Ele não foi o único a arriscar. Entre março e julho, mais de 31 mil empresas foram abertas no Ceará, de acordo com o Mapa de Empresas. A Jucec aponta que o setor de serviços teve o maior número de registros. Entre os microeempreendedores individuais (MEI), o destaque foi para o comércio varejista de artigos do vestuário e acessórios. Nos demais tipos, as aberturas foram puxadas por serviços de escritório e apoio administrativo.

Também pego de surpresa pelo 'furacão' Covid, Jorge Henrique Cordeiro desativou temporariamente sua açaiteria, no centro de Caucaia, na Região Metropolitana, por duas semanas. A partir da demanda dos próprios clientes, ele aderiu ao delivery, sistema que mantém desde a reabertura do espaço, em julho. "A gente vai aprendendo com os erros e com os feedbacks. Com o delivery, as vendas chegaram a aumentar", revela.

Na leitura de Marcos Renan Magalhães, professor do Departamento de Economia Aplicada da Universidade Federal do Ceará (UFC), "o pior já passou" - ecoando a redução nos índices de contaminação da doença. "O Governo está trabalhando com a liberação de recursos com juros real praticamente zerado para poder estimular a economia e segurar a questão do desemprego, logo os empresários devem manter-se atentos para pleitear crédito mais barato", recomenda.

Para ele, o fechamento de parte das empresas indica "falta de planejamento", conotando que algumas não projetam "caixa suficiente para fazer frente a períodos com choques negativos de demanda".

No entanto, nem toda precaução consegue estancar a redução de vendas. Fernando Ramos, 33, tocava uma pizzaria no bairro Parque Genibaú há dez meses, mas, aos poucos, foi percebendo o movimento cair e o preço dos alimentos "disparar". Foi então que o bico como motoboy começou a sustentar o negócio, incapaz de pagar funcionários e insumos. Há um mês, ele devolveu o espaço.

"Cheguei a pedir dinheiro emprestado para manter a pizzaria. Levei até o extremo, esperando melhora das vendas, mas só veio piora. No atual cenário, se a gente aumentar um real, dois reais, os clientes chiam porque também não têm. Então, larguei com uma dívida de R$ 3,5 mil", lamenta, principalmente ao lembrar dos colaboradores demitidos.

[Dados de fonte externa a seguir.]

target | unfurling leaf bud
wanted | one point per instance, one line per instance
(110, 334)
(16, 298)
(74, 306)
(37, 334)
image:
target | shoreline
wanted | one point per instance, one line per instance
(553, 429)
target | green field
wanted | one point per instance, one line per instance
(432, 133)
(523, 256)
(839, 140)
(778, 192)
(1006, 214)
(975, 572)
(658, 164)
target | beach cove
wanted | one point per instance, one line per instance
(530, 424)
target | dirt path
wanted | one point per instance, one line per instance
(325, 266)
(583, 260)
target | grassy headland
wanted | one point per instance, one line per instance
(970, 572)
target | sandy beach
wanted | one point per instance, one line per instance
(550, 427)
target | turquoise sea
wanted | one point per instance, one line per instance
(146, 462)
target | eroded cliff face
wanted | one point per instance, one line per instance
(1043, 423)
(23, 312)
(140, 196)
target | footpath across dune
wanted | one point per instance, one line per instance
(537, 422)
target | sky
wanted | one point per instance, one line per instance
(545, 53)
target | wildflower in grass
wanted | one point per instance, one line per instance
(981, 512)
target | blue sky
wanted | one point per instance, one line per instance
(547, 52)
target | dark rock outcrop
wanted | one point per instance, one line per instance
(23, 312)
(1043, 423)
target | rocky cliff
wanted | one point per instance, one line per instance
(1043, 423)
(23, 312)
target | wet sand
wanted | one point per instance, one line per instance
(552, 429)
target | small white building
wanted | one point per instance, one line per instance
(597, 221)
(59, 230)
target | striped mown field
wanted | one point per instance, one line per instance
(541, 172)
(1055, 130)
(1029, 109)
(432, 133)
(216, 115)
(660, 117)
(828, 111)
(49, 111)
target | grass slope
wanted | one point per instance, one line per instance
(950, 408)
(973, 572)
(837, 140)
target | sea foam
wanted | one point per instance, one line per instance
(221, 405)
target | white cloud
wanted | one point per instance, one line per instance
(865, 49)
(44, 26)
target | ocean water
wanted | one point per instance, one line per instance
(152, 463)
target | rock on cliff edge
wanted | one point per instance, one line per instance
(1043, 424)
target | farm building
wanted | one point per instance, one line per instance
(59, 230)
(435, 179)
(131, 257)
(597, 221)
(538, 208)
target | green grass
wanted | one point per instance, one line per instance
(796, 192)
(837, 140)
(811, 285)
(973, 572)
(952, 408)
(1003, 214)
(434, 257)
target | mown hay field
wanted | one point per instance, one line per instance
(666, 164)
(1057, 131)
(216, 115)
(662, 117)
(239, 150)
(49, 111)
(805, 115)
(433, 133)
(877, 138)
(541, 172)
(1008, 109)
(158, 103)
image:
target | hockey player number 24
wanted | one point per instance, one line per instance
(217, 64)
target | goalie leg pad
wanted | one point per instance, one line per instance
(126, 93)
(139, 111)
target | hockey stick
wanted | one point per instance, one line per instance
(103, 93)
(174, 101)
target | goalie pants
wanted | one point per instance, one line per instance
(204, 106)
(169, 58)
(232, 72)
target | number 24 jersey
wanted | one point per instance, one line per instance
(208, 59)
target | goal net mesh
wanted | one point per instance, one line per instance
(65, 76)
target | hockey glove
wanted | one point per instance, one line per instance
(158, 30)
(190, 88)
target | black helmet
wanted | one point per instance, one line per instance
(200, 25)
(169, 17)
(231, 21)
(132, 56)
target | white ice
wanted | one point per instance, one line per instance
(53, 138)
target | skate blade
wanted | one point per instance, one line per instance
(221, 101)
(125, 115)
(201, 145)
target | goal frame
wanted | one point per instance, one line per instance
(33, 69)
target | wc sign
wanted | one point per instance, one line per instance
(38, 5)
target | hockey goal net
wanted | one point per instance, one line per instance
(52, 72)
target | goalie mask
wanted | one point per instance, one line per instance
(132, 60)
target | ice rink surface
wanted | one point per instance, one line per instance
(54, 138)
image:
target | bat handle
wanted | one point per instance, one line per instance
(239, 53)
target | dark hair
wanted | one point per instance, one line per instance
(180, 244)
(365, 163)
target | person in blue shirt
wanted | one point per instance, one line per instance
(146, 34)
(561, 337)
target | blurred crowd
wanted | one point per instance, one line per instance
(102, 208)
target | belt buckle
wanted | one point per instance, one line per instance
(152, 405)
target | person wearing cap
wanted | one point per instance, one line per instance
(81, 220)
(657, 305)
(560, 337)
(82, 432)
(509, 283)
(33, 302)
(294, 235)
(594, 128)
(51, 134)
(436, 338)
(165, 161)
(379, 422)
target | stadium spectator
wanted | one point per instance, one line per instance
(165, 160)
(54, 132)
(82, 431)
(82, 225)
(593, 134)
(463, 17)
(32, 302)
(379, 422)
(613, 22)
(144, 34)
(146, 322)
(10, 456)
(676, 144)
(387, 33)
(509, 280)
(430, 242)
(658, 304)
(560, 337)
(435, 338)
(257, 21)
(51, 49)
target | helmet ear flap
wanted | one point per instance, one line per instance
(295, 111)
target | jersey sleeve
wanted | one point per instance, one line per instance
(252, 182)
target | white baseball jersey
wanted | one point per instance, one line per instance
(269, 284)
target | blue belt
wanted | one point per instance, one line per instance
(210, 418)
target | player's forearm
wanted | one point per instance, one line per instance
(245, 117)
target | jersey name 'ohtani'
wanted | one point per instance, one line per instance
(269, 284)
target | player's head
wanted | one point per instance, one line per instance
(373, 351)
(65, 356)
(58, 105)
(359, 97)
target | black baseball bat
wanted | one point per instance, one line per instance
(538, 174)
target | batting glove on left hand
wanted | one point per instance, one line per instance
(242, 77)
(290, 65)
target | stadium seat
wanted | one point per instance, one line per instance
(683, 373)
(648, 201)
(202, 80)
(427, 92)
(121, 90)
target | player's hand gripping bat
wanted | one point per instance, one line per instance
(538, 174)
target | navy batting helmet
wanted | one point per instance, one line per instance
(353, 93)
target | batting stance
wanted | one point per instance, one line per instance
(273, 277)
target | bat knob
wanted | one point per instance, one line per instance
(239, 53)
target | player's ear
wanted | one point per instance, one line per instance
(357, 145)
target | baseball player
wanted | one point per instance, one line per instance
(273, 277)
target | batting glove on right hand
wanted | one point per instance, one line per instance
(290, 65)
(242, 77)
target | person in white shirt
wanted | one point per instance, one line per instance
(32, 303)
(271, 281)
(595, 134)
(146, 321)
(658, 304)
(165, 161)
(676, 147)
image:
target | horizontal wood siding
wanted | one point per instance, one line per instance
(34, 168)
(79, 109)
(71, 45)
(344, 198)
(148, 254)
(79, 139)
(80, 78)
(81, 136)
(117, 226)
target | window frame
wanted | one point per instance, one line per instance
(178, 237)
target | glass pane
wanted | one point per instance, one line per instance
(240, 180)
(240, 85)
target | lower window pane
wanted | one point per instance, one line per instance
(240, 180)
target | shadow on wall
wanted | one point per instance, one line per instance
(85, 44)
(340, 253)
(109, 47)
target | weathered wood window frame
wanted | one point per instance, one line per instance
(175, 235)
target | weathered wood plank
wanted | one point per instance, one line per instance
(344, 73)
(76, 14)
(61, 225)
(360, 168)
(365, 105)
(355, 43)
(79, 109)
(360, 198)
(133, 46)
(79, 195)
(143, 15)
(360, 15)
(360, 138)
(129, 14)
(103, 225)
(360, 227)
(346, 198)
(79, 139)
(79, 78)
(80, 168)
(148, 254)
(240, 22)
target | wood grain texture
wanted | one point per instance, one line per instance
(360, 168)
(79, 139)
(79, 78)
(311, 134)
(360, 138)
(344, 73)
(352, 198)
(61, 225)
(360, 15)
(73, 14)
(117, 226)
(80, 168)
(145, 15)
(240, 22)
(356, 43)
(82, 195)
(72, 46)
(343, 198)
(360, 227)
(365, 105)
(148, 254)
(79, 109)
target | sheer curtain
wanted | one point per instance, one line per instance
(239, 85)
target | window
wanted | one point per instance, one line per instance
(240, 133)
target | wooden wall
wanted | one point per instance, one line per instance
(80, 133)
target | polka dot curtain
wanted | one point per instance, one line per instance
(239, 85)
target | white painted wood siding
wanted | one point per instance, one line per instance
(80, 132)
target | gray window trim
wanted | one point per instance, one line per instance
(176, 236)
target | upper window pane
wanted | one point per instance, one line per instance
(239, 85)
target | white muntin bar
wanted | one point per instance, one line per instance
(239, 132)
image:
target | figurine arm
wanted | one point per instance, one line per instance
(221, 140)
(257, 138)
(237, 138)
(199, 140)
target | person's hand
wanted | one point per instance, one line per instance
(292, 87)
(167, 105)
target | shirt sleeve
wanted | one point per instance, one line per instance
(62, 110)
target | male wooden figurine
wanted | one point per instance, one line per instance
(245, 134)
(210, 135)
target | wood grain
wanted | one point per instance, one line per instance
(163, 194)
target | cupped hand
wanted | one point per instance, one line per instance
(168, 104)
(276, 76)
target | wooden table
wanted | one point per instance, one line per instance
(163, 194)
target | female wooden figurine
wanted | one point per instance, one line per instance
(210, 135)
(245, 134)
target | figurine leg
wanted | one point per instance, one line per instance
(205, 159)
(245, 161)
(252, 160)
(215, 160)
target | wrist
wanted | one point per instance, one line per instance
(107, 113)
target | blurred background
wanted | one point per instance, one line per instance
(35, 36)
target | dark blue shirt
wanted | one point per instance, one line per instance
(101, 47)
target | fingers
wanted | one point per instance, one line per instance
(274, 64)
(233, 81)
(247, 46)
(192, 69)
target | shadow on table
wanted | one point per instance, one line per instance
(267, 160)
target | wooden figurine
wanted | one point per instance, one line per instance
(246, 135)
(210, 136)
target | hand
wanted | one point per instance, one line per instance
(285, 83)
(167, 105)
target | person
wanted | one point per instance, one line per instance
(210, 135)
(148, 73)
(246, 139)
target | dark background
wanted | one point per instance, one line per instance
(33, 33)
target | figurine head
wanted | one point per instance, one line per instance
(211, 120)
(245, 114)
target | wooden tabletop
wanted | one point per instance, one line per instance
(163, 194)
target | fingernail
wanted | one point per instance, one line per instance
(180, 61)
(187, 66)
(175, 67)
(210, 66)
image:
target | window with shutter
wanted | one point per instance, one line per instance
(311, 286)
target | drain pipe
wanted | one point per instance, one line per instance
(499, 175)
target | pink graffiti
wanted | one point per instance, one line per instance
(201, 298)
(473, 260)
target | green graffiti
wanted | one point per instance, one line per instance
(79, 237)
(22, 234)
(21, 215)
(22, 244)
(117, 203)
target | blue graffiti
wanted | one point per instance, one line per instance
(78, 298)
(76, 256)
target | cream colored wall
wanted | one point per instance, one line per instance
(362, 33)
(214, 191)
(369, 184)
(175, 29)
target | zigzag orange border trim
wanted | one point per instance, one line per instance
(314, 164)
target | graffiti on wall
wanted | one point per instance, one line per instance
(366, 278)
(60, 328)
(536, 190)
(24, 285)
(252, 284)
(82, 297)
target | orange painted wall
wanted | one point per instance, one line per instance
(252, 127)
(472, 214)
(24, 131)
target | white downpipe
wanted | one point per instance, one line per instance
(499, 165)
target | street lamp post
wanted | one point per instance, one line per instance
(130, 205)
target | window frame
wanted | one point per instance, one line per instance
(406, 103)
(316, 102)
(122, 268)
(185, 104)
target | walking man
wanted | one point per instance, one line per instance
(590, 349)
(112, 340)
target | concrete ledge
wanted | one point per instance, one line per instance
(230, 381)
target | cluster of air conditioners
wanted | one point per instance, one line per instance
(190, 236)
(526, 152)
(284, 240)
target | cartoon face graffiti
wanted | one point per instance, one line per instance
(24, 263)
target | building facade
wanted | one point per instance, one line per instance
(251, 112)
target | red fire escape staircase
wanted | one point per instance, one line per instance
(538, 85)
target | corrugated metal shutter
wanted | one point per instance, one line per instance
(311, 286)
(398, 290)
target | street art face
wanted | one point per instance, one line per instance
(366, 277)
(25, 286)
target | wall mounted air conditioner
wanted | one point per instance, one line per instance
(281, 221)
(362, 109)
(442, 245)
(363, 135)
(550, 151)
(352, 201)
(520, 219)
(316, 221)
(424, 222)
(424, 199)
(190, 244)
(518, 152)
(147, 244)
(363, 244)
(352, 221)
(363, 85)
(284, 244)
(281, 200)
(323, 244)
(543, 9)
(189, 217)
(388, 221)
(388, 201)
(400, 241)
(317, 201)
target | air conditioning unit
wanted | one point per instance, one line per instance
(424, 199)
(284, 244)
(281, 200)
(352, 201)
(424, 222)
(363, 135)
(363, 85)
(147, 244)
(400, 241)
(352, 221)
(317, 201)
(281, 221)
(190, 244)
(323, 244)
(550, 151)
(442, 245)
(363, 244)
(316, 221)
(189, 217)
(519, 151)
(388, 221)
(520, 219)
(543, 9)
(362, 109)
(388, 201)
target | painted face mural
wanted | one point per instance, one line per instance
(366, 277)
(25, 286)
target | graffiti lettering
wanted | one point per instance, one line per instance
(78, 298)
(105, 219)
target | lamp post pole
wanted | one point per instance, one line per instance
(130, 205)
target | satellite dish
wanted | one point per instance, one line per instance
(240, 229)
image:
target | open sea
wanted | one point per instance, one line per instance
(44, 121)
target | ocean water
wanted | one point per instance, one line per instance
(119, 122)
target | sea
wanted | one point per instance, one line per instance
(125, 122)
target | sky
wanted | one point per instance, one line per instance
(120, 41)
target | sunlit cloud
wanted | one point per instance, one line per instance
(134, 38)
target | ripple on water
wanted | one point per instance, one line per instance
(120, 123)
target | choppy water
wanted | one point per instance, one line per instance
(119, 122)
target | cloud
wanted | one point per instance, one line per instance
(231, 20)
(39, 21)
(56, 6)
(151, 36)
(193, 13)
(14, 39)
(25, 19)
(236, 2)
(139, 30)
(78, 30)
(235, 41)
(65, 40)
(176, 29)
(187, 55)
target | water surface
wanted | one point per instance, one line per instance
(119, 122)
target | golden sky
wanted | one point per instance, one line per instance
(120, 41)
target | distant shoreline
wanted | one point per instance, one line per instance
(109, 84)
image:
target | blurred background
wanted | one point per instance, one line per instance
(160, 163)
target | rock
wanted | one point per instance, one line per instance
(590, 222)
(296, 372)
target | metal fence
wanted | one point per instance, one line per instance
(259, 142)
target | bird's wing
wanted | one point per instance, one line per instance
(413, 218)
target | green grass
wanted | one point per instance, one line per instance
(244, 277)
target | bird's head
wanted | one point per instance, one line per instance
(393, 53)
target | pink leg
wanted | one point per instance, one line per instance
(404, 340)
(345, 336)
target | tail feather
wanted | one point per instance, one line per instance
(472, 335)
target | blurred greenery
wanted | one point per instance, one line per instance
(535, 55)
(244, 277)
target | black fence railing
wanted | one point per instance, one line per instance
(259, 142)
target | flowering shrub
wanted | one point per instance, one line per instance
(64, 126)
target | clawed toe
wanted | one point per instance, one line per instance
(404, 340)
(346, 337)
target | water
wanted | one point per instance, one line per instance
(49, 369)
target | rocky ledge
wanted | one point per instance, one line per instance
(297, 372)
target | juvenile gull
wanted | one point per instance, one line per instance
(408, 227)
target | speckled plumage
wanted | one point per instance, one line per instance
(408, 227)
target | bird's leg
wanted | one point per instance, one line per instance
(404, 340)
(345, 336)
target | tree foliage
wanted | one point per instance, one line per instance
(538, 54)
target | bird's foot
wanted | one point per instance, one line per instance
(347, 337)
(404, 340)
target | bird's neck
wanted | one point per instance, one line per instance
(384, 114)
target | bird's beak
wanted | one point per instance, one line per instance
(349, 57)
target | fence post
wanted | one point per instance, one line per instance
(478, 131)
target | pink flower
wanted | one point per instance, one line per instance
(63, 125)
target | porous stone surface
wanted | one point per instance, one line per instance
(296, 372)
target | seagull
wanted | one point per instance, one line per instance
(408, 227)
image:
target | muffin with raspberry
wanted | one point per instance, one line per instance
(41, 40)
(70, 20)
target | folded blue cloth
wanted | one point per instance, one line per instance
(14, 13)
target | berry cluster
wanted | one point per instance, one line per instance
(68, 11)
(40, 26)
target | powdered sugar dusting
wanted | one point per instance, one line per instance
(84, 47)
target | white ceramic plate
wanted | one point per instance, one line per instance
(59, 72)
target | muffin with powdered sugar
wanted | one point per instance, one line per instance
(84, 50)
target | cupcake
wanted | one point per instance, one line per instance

Hoje, Fernando sobrevive e cuida das filhas de nove meses e três anos realizando entregas pela cidade. Mesmo recebendo um valor satisfatório, ele elenca a falta de vínculo empregatício como um dos principais problemas. "Tem estabelecimento que quer que a gente arque com os custos da moto. Outra coisa é que, por exemplo, fiquei doente recente e passei 10 dias em casa; foram 10 dias sem ganhar dinheiro", cita.

Auxílio

Outro fator considerado nas contas da pandemia é o auxílio emergencial de R$ 600 concedido pelo Governo Federal a trabalhadores informais, MEI autônomos e desempregados. De abril até o fim de agosto, conforme balanço da Caixa Econômica Federal (CEF), o Ceará recebeu mais de R$ 9,8 bilhões por meio da medida. No dia 1º de setembro, o Governo Federal anunciou o pagamento de mais quatro parcelas de R$ 300 até o fim deste ano.

Déborah Maia recebeu duas parcelas do benefício, enquanto MEI, que foram empregadas no pagamento de parte do aluguel do brechó literário. Para ela, o valor ajuda, ainda que insuficiente. "Quando penso na gestão do negócio, percebi que preciso estar sempre preparada, juntar a reserva, pensar em formas de se resguardar caso não tenha controle. Para além disso, mais que redobrar a atenção com as redes sociais e ser mais rápida no atendimento, que faz que as pessoas aprendam a dar mais valor", aprende.

Alci Porto, do Sebrae-CE, projeta: o relacionamento com o cliente não engloba apenas o momento da venda, mas a formação de um banco de dados com ofertas "no momento certo". "As empresas passaram a entender que precisam de um relacionamento inteligente com seu cliente. Têm que criar uma convivência, uma fidelização. Isso faz com que ele se aproxime", contribui.

Já Renan Magalhães, da UFC, indica que as empresas devem reavaliar seus custos, separando principalmente o que é "supérfluo". Outra medida pode ser reavaliar as funções do organograma para que a força de trabalho seja melhor utilizada nesse "momento de superação da crise", realocando, quando necessário, os colaboradores em funções diferentes.